The site of Hajji Rahimpour’s shop remains where it has always been, and will be, for decades—perhaps centuries—to come. When I last visited Shiraz in 2005, several years after Hajji’s death, I was stunned to find a vendor of cell phones operating there. But I recalled a statement of Hajji’s: “Death is the camel that comes to every door. All we see here will change, and then change again.”

During my years with Hajji, I recorded proverbs he expressed. The first group he attributed to the Prophet Muhammad:

No judge must decide between two persons while he is angry.

He is not strong who throws people down; he is strong who overcomes his own anger.

Goodness is a thing from which your heart finds firmness and rest, and badness is that which throws your heart into doubt, although men may acquit you and even admire you.

Hell is veiled in delights and Heaven in hardships and miseries.

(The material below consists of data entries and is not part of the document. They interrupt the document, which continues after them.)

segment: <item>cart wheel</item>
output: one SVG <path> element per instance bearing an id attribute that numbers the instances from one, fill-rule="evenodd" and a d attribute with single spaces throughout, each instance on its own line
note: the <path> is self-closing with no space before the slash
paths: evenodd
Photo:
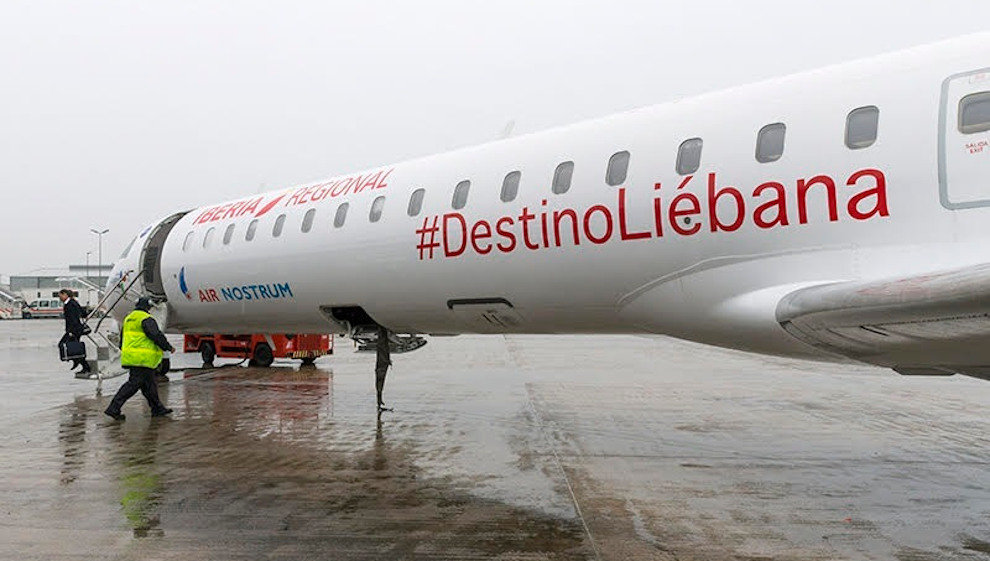
<path id="1" fill-rule="evenodd" d="M 268 346 L 268 343 L 258 343 L 258 346 L 254 348 L 252 360 L 256 365 L 268 368 L 275 362 L 275 355 L 272 354 L 272 348 Z"/>
<path id="2" fill-rule="evenodd" d="M 313 364 L 316 364 L 316 357 L 315 356 L 308 356 L 308 357 L 302 359 L 302 363 L 303 363 L 303 366 L 312 366 Z"/>
<path id="3" fill-rule="evenodd" d="M 208 341 L 203 341 L 199 344 L 199 356 L 203 358 L 203 365 L 212 366 L 213 359 L 217 357 L 217 350 L 213 347 L 213 343 Z"/>

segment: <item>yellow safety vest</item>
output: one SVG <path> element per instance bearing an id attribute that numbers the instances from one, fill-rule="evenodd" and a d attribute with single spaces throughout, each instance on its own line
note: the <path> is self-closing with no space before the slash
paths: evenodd
<path id="1" fill-rule="evenodd" d="M 124 318 L 124 344 L 120 349 L 121 366 L 158 368 L 162 363 L 162 350 L 144 334 L 144 329 L 141 329 L 141 322 L 150 317 L 151 314 L 148 312 L 134 310 Z"/>

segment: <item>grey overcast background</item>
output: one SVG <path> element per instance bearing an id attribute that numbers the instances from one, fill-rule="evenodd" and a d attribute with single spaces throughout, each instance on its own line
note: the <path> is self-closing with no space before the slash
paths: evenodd
<path id="1" fill-rule="evenodd" d="M 2 0 L 0 273 L 95 263 L 94 227 L 112 260 L 164 214 L 510 120 L 537 131 L 988 22 L 985 0 Z"/>

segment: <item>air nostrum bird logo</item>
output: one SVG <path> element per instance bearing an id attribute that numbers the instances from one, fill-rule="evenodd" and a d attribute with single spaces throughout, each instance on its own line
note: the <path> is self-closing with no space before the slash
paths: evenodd
<path id="1" fill-rule="evenodd" d="M 189 287 L 186 285 L 186 268 L 183 267 L 179 269 L 179 290 L 186 295 L 186 300 L 192 300 L 192 294 L 189 294 Z"/>

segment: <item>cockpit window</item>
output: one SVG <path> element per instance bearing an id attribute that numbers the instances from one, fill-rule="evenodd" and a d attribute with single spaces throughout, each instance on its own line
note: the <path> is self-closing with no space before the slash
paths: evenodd
<path id="1" fill-rule="evenodd" d="M 134 242 L 136 242 L 137 240 L 138 239 L 135 236 L 135 238 L 131 240 L 131 243 L 127 244 L 127 247 L 124 248 L 124 252 L 120 254 L 121 259 L 127 257 L 127 254 L 131 252 L 131 248 L 134 247 Z"/>

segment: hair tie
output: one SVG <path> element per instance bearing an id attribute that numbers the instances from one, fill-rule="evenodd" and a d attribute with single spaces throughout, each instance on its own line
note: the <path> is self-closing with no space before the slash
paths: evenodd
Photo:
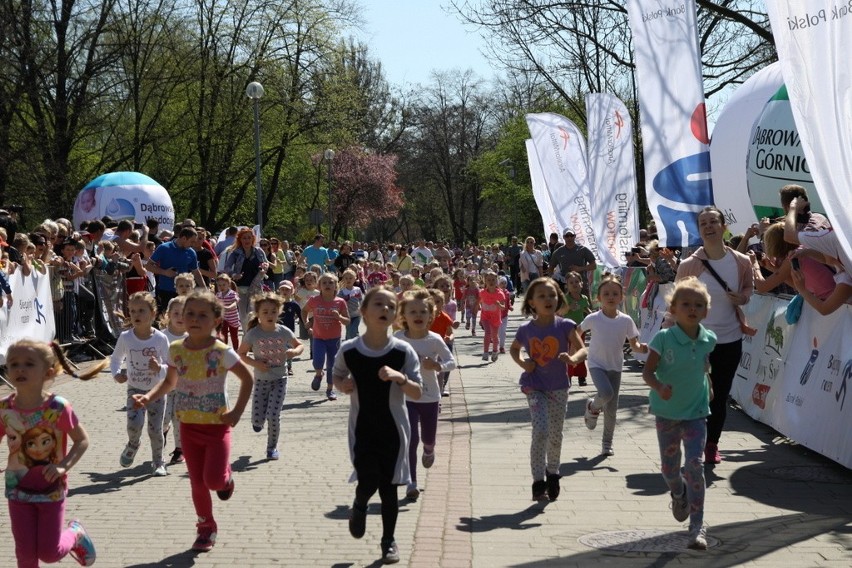
<path id="1" fill-rule="evenodd" d="M 79 378 L 80 378 L 80 375 L 78 375 L 76 372 L 71 373 L 71 376 L 72 376 L 73 378 L 75 378 L 75 379 L 79 379 Z"/>

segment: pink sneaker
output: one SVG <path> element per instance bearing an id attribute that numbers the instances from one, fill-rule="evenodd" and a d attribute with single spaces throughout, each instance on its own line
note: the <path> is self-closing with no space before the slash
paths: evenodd
<path id="1" fill-rule="evenodd" d="M 704 463 L 722 463 L 722 455 L 719 453 L 719 445 L 707 442 L 704 446 Z"/>

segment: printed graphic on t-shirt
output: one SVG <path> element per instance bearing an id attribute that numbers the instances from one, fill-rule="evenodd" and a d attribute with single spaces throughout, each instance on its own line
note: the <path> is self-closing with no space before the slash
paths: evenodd
<path id="1" fill-rule="evenodd" d="M 6 497 L 15 501 L 53 502 L 65 498 L 65 478 L 47 481 L 44 470 L 65 456 L 65 433 L 74 427 L 70 407 L 52 397 L 44 408 L 20 412 L 10 398 L 0 401 L 0 427 L 4 429 L 9 458 Z"/>

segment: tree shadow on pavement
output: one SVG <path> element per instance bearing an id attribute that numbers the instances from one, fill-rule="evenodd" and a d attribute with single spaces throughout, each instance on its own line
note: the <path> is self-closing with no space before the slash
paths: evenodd
<path id="1" fill-rule="evenodd" d="M 534 503 L 517 513 L 502 513 L 487 515 L 485 517 L 460 517 L 456 529 L 474 533 L 488 532 L 496 529 L 512 529 L 516 531 L 533 529 L 540 527 L 541 523 L 524 523 L 544 513 L 544 509 L 548 504 L 547 501 Z"/>
<path id="2" fill-rule="evenodd" d="M 146 562 L 144 564 L 131 564 L 125 568 L 186 568 L 195 566 L 195 559 L 200 553 L 195 550 L 186 550 L 172 554 L 157 562 Z"/>
<path id="3" fill-rule="evenodd" d="M 147 481 L 153 477 L 153 475 L 151 475 L 151 466 L 147 463 L 140 463 L 133 468 L 111 471 L 109 473 L 82 471 L 80 474 L 88 476 L 92 481 L 92 484 L 80 485 L 69 489 L 69 497 L 73 495 L 100 495 L 101 493 L 112 493 L 114 491 L 119 491 L 123 487 L 136 485 L 137 483 Z"/>
<path id="4" fill-rule="evenodd" d="M 811 540 L 832 531 L 849 533 L 846 517 L 812 516 L 805 514 L 781 515 L 755 521 L 742 521 L 707 530 L 711 538 L 718 539 L 717 546 L 706 551 L 684 549 L 678 552 L 655 552 L 652 549 L 659 537 L 631 541 L 632 551 L 618 548 L 596 548 L 561 556 L 560 558 L 514 564 L 517 568 L 544 568 L 556 566 L 593 566 L 606 563 L 609 567 L 634 568 L 688 564 L 691 567 L 729 568 L 755 561 L 775 550 Z M 673 531 L 677 532 L 677 531 Z M 572 538 L 572 540 L 574 540 Z M 645 548 L 646 550 L 643 550 Z"/>

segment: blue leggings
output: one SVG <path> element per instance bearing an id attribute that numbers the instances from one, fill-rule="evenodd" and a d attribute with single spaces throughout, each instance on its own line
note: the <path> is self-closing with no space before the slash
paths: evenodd
<path id="1" fill-rule="evenodd" d="M 314 371 L 322 371 L 323 363 L 325 363 L 325 381 L 328 383 L 328 388 L 331 388 L 331 370 L 334 367 L 334 358 L 337 356 L 338 349 L 340 349 L 340 338 L 314 338 L 311 343 L 314 346 Z"/>
<path id="2" fill-rule="evenodd" d="M 704 522 L 704 444 L 707 420 L 669 420 L 657 417 L 657 440 L 663 479 L 675 495 L 683 491 L 689 502 L 689 527 L 700 528 Z M 683 443 L 683 476 L 681 476 L 681 443 Z M 683 481 L 682 481 L 683 480 Z"/>

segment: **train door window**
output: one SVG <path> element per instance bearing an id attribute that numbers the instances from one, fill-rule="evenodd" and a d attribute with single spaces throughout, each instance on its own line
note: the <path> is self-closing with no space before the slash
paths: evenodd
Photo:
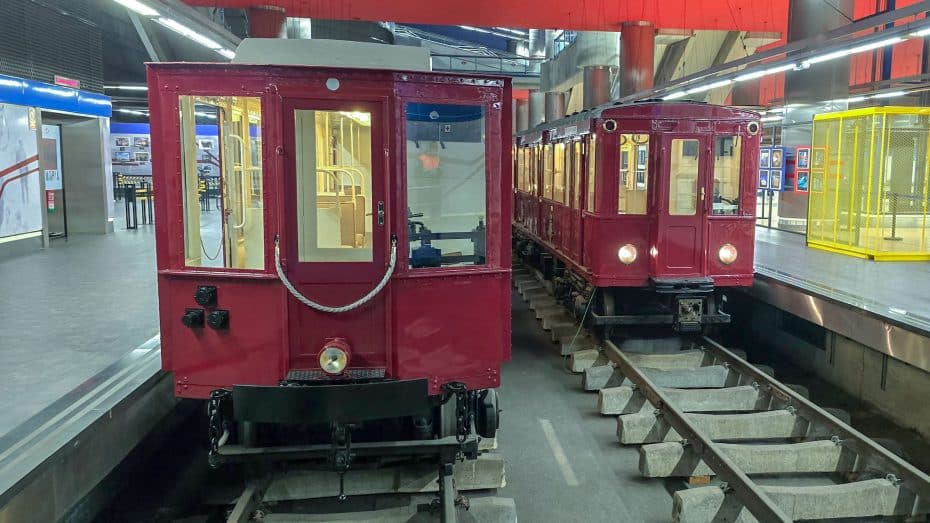
<path id="1" fill-rule="evenodd" d="M 371 113 L 294 111 L 301 262 L 372 261 Z"/>
<path id="2" fill-rule="evenodd" d="M 261 99 L 180 96 L 184 265 L 263 269 Z"/>
<path id="3" fill-rule="evenodd" d="M 668 213 L 671 215 L 697 213 L 699 151 L 697 140 L 672 140 L 668 182 Z"/>
<path id="4" fill-rule="evenodd" d="M 484 107 L 407 103 L 405 114 L 410 267 L 483 265 Z"/>
<path id="5" fill-rule="evenodd" d="M 597 170 L 596 170 L 597 155 L 595 154 L 597 152 L 597 135 L 592 134 L 589 136 L 590 138 L 588 141 L 588 155 L 587 155 L 588 156 L 588 200 L 585 205 L 585 208 L 589 212 L 595 212 L 595 209 L 597 209 L 597 207 L 595 207 L 594 205 L 594 193 L 595 193 L 594 189 L 595 187 L 597 187 L 595 185 L 595 176 L 597 173 Z"/>
<path id="6" fill-rule="evenodd" d="M 552 199 L 565 203 L 565 142 L 555 144 L 552 157 Z"/>
<path id="7" fill-rule="evenodd" d="M 542 147 L 543 197 L 552 199 L 552 145 Z"/>
<path id="8" fill-rule="evenodd" d="M 581 208 L 581 141 L 572 142 L 572 208 Z"/>
<path id="9" fill-rule="evenodd" d="M 646 214 L 649 187 L 649 135 L 620 135 L 619 214 Z"/>
<path id="10" fill-rule="evenodd" d="M 714 139 L 715 215 L 739 214 L 740 163 L 742 140 L 738 135 Z"/>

The following are Persian folk sayings Hajji quoted, or perhaps made up.

Patience is bitter, but its fruit is sweet.

Brothers are brothers and a goat costs one hundred tumans. (Said when references to “relationship” were crowding out business principles.)

A stone thrown at the right time is better than gold given at the wrong time.

Patience may be bitter, but its fruit is sweet.

What is brought by the wind will be carried by the wind.

Even loss can be a profit, if our minds are clear.

Do you love roses? Then you must also love thorns.

This is the bread that I baked with my own hands. (Said of costly errors.)


A statement Hajji Rahimpour repeated many times summed up his understanding: “What we identify with, we are. Everyone drinks the water of his own heart.”